Question

I have seen advice to 'warm up' EC2 to overcome a first write penalty:-

Warm up data partitions - There is one drawback to using disk IO in EC2: a “first write” performance hit when initially writing to new partitions. To avoid this penalty, you can “warm up” the partition by executing a sort of throw-away command that accesses it. For example, you can use the Linux dd command to write to the disk. While the penalty still occurs and cannot be avoided, at least the first write to your databases will not suffer the effects.

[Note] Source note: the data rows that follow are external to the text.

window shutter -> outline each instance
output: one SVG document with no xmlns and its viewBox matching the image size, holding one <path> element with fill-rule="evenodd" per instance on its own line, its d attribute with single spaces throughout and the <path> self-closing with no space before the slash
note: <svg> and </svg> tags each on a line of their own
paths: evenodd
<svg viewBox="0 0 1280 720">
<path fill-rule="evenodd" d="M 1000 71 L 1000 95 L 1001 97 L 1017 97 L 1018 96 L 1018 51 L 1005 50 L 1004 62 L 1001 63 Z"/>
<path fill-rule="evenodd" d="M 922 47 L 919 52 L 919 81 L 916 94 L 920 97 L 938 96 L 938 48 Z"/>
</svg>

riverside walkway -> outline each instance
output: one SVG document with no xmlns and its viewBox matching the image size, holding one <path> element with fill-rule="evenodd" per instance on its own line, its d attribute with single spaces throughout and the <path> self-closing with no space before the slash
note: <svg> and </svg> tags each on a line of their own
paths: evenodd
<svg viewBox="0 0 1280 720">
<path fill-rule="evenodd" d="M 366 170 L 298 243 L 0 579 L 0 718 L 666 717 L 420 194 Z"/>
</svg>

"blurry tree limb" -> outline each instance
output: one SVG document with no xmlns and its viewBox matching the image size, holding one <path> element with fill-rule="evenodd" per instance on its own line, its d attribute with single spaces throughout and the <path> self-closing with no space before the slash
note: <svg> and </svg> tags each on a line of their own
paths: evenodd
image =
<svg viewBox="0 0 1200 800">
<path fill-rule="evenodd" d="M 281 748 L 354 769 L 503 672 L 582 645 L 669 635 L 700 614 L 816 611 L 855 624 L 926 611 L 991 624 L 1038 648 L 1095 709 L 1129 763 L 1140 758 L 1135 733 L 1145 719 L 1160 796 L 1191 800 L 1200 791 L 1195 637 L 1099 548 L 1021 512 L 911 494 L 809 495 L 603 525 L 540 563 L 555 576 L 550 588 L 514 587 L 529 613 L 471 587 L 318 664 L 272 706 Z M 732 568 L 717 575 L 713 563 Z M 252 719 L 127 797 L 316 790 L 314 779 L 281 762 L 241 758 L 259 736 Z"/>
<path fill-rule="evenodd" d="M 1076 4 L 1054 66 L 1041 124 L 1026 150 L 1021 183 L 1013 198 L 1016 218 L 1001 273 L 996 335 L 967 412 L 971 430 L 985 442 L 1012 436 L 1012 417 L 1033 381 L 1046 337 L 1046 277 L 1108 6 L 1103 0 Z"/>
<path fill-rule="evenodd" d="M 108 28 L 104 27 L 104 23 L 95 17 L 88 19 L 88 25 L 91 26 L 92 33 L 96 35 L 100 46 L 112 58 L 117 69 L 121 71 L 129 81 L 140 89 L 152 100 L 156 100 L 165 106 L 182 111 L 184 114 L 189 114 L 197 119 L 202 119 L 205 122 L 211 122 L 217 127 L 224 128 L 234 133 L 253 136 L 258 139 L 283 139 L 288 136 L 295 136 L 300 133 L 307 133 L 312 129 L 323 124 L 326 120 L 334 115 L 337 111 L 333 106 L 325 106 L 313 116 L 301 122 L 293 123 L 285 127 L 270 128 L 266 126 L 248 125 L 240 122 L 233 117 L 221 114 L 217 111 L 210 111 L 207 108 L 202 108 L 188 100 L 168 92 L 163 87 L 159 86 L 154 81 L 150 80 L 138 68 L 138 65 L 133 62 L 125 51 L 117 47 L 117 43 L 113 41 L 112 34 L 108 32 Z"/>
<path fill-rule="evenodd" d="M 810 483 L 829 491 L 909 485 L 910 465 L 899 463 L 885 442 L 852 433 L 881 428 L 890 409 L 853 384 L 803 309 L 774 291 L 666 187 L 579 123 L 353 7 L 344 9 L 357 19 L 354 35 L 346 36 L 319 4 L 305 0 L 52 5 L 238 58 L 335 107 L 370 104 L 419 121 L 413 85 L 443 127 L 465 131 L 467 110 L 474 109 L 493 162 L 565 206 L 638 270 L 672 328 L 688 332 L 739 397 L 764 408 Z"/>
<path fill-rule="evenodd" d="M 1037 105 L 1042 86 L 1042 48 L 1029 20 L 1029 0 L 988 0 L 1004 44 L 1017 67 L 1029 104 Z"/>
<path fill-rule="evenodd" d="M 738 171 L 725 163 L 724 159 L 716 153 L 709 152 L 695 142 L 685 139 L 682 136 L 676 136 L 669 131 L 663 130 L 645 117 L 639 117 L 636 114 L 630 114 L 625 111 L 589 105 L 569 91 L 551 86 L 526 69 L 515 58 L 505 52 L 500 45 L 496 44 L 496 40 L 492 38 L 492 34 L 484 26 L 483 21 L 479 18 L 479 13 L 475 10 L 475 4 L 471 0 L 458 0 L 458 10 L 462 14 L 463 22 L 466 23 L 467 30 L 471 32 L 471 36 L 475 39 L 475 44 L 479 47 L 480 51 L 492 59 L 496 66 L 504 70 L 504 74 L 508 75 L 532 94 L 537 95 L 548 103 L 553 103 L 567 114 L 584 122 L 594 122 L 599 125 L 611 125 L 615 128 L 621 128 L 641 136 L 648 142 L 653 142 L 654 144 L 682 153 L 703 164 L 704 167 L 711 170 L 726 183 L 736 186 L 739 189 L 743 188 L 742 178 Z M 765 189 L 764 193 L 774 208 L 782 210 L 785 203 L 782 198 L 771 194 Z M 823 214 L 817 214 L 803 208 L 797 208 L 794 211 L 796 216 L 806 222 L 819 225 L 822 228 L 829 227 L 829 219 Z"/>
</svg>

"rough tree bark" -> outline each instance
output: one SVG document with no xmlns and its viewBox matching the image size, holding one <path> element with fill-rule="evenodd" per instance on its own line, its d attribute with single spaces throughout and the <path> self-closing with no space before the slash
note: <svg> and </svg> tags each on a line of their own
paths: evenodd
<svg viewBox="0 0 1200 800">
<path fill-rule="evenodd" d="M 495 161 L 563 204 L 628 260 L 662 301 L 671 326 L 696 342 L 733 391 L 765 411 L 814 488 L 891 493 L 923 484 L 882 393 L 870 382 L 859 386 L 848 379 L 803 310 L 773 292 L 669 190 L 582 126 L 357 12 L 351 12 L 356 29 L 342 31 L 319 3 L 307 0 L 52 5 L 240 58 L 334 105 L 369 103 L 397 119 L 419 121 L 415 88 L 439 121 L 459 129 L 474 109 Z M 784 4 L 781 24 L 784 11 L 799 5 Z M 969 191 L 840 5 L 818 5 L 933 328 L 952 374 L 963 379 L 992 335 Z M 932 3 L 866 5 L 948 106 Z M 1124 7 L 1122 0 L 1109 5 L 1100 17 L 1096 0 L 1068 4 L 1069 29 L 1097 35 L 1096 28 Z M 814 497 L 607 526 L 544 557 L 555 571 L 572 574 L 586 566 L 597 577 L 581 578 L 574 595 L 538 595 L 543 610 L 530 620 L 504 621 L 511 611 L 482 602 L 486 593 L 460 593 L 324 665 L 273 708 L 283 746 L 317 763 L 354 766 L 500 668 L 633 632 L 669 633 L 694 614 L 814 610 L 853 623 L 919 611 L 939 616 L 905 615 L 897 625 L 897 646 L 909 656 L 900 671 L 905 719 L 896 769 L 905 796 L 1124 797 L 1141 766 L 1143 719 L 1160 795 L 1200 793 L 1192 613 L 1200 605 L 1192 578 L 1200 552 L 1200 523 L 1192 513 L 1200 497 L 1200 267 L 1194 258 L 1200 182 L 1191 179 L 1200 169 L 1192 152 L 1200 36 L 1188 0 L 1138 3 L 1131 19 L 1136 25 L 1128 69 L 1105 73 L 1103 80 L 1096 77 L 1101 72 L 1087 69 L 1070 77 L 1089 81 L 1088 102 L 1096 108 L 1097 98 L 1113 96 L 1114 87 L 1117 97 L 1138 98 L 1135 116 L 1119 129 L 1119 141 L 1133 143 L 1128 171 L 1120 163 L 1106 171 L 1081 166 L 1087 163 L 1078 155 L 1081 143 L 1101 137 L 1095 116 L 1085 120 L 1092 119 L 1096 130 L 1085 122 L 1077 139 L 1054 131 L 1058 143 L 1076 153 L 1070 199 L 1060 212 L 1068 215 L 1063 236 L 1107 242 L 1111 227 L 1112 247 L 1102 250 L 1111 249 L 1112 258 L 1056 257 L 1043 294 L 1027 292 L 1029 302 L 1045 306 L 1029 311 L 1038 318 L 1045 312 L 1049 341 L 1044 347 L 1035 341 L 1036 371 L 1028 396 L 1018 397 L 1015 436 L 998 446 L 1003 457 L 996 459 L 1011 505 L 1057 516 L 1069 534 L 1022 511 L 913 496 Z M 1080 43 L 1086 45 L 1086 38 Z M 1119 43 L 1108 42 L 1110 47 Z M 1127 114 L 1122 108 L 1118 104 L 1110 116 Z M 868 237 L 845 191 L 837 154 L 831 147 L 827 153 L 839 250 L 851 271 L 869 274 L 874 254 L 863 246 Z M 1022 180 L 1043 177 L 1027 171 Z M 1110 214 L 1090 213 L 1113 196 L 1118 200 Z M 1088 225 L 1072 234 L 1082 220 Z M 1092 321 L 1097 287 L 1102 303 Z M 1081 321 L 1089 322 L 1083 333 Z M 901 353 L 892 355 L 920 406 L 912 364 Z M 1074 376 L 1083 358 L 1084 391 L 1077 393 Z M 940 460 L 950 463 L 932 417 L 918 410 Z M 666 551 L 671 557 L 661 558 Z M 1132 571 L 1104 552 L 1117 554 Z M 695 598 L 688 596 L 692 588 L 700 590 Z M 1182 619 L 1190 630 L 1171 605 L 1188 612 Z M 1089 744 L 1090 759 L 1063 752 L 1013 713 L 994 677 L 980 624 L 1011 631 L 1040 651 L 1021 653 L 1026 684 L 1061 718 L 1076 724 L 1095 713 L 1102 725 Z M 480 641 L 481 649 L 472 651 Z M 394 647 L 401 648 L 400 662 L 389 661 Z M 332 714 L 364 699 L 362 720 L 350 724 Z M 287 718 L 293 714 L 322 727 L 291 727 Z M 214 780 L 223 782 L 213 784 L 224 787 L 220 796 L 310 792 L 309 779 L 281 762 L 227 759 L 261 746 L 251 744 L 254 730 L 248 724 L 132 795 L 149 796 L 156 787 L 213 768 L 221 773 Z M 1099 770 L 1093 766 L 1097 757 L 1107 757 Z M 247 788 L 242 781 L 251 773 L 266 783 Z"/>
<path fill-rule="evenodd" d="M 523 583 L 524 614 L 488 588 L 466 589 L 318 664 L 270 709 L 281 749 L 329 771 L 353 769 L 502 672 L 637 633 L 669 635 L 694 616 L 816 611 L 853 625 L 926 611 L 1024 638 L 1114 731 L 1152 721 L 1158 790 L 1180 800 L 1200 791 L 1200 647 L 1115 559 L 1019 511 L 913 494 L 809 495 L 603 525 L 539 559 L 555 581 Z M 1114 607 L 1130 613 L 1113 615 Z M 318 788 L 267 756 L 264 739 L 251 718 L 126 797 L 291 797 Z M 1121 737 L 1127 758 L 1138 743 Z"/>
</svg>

Source: http://answers.oreilly.com/topic/1345-getting-the-most-out-of-mysql-in-the-amazon-cloud/

...but I haven't found any further advice on best practice! Is this true of EBS storage? Can anyone recommend the 'dd' syntax that will perform this warmup and how to ensure that all blocks are 'warmed'?

Was it helpful?

Solution

Thanks for the pointer to AWS forum. I did post the question there after posting here, and received a response from Jason@AWS. The thread is here:-

http://developer.amazonwebservices.com/connect/message.jspa?messageID=198413#198413

...and his response was:-

There is a first- read penalty for EBS volumes created from snapshots, as the volume is made available before all of the blocks have been successfully loaded. You can negate this penalty by forcing every block on the volume to be read:

$ dd if=/dev/<device> of=/dev/null

OTHER TIPS

http://docs.aws.amazon.com/AWSEC2/latest/UserGuide/ebs-prewarm.html indicates that snapshot volumes can be prewarmed by reading the entire disk; this speeds up reads. Snapshot and non-snapshot volumes can prewarm writes by writing the entire disk.

When you create a new EBS volume or restore a volume from a snapshot, the back-end storage blocks are allocated to you immediately. However, the first time you access a block of storage, it must be either wiped clean (for new volumes) or instantiated from its snapshot (for restored volumes) before you can access the block. This preliminary action takes time and can cause a 5 to 50 percent loss of IOPS for your volume the first time each block is accessed.